Ihle Baden-Baden hat größte Löschanlage Europas
„Leichtschaumflutungsanlage“ – ein Begriff, der bestimmt nicht in den allgemeinen Wortschatz fällt. Für die Mitarbeiter der Ihle Baden-Baden AG, einem in 14 europäischen Ländern agierenden Reifengroßhändler, allerdings ein Begriff von großer Bedeutung. Denn im Falle eines Brandes des 57.000 Quadratmeter großen Zentrallagers in Muggensturm flutet die Anlage den vom Feuer bedrohten Hallenabschnitt innerhalb von vier Minuten komplett mit Leichtschaum. Aber nicht nur das: Die größte Leichtschaumflutungsanlage Europas ist außerdem in der Lage, das komplette Lager auf einmal zu fluten.

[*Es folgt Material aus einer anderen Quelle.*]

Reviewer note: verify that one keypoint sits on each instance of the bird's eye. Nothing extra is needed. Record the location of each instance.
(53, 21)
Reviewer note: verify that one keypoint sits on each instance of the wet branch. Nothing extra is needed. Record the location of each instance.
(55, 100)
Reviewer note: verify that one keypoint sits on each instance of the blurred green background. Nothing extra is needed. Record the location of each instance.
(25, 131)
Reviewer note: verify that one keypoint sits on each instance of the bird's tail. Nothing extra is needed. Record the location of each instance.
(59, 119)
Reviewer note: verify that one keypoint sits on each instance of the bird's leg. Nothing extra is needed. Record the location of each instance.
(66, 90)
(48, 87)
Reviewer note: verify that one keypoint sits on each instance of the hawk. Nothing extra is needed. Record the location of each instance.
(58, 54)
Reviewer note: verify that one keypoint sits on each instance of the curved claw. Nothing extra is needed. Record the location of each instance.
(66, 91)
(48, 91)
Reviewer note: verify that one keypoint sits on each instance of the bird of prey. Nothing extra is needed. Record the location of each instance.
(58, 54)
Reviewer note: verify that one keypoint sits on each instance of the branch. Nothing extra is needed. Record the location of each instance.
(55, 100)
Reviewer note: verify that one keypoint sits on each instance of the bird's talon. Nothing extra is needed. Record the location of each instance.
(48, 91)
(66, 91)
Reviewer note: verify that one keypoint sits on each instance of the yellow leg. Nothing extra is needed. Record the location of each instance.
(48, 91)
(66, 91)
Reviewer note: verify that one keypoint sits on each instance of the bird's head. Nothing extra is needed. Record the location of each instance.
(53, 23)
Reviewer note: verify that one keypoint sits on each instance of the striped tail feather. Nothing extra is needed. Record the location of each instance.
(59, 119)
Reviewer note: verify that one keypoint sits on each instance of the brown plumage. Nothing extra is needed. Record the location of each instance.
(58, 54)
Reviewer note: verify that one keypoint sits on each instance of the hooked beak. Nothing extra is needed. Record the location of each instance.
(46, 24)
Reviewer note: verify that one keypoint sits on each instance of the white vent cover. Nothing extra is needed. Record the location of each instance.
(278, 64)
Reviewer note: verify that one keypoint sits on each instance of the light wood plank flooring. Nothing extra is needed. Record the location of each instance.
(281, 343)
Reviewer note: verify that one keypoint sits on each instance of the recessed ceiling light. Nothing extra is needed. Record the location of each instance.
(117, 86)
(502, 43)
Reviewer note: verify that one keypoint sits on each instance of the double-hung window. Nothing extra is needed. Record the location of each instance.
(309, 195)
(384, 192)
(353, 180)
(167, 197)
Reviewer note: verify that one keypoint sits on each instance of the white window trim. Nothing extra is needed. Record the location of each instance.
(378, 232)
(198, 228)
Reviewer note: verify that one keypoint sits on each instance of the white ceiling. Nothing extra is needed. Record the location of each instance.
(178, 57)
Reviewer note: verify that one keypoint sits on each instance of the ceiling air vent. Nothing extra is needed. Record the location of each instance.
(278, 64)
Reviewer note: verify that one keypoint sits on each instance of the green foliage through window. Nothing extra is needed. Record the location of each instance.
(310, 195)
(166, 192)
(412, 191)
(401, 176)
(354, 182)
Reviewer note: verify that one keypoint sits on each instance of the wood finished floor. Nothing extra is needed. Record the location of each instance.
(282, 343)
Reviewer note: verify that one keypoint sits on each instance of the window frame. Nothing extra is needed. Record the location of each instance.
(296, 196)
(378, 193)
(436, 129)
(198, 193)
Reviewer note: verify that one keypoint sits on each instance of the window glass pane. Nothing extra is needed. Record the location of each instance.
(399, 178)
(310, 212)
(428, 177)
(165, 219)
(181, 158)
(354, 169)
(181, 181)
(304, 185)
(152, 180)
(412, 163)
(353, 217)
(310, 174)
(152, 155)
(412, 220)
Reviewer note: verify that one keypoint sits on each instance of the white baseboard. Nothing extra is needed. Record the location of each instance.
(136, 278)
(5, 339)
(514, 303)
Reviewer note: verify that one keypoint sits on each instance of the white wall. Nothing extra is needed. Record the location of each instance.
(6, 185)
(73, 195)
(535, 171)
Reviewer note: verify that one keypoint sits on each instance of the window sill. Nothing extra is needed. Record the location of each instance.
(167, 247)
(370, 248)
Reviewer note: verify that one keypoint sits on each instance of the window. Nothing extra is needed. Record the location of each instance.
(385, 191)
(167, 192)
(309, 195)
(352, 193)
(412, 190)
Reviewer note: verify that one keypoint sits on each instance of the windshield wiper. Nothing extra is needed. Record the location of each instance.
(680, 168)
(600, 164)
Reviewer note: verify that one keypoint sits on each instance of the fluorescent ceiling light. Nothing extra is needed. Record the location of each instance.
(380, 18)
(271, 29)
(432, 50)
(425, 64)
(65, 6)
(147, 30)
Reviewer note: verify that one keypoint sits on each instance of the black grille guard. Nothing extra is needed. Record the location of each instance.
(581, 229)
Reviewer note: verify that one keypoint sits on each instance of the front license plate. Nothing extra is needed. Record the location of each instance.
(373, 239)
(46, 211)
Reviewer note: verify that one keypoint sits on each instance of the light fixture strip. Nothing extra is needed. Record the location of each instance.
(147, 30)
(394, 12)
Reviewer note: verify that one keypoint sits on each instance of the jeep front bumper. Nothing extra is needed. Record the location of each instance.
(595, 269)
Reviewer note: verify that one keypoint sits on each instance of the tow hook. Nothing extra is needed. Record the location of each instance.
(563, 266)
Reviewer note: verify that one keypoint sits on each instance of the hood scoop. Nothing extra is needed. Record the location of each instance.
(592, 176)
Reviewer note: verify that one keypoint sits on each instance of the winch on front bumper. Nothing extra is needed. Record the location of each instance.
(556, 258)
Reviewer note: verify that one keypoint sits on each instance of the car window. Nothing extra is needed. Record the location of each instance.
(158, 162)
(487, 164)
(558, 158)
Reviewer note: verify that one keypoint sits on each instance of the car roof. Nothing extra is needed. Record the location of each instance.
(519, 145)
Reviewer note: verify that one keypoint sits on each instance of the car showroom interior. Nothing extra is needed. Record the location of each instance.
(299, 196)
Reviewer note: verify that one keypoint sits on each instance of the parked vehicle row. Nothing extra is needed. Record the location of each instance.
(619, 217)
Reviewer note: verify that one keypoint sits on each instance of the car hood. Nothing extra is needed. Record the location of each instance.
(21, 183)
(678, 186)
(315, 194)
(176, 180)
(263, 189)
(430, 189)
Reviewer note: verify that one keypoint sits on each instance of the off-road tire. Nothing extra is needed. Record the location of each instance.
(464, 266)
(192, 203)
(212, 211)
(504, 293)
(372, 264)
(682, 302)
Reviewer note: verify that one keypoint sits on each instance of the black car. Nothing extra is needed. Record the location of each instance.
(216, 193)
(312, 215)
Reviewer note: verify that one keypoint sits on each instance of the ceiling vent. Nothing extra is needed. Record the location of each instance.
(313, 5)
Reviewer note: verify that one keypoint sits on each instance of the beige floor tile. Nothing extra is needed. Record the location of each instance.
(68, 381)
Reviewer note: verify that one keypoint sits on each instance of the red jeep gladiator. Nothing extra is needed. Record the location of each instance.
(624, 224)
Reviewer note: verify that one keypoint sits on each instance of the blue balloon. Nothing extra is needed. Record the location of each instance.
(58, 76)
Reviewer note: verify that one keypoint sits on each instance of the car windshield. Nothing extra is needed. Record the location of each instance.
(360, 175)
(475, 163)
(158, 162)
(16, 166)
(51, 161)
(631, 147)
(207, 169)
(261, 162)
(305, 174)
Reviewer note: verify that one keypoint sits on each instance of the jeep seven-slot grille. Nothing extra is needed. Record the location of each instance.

Als 2004 die Erweiterung des Hallenbaus von 27.000 auf 57.000 Quadratmeter und damit auf eine Kapazität von eine Million Reifen beschlossen wurde, war den Verantwortlichen schnell klar, dass die bisherige Feuerlöschanlage nicht für ein Lager derartigen Ausmaßes ausgerichtet war. Das gesamte Lager hatte nun eine Größe erreicht, bei der nicht nur die Brandgefahr exponentiell stieg, sondern auch dessen zerstörerische Wirkung ein immens hohes Risiko darstellte. Wenn auf engstem Raum gelagerte Reifen anfangen zu brennen, so ist es äußerst schwer, diese zu löschen. Und je mehr Reifen, umso größer das Risiko für Mensch und Ware. Und natürlich auch für die Existenz des gesamten Unternehmens. Nicht zu vergessen die Mitarbeiter der unmittelbar benachbarten Unternehmen, die aufgrund giftiger Dämpfe, die bei einem Großbrand entstehen, von einer Rauchvergiftung bedroht wären.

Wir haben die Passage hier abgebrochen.